2. Consider abiotic or limiting factors – temperature, precipitation, or snow melt can all strongly determine tree ring presence. This is also true for microscale topographical changes. For instance a tree or shrub growing on a slope will likely have a different ring structure than its counterpart growing on a flat/plateau.
3. Cross-validation – Besides comparing it to other individuals of the same species, it is often good practice to compare with an additional species found in the same area.
That being said! I’m going to give this dating thing a shot. From a sample individual collected at the Panoche Hill plateau, an area limited particularly by precipitation, I was able to count 42 growth rings in a core sample. Unfortunately the center is rotted (a trend in ephedra cores) which probably has a higher density of tree rings than the remaining sample. However, if I assume the same number of rings/cm as the not rotted wood, there would be approximately 58 total rings.
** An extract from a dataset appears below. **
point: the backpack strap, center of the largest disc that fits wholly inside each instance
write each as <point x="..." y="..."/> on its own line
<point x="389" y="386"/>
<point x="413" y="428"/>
But!! Panoche Hills experiences drought events such as the last two years. From my time out there, Ephedra only produced seed in 2013 which I am going to assume is a “successful” growth year and would produce a growth ring. Years like 2014 and 2015 produced no seed, and were therefore likely to have a missing growth ring. On average, for the last 58 years, precipitation lower than the seed producing threshold represented %20 of the years.
What does this all mean? Not much actually… it seems than Ephedra at Panoche Hills, could be anywhere between 70-1000 years old. There are just so many considerations that it will definitely require the assistance of a professional. It is interesting to think though that Ephedra could have only colonized Panoche Hills, post-European arrival to North America.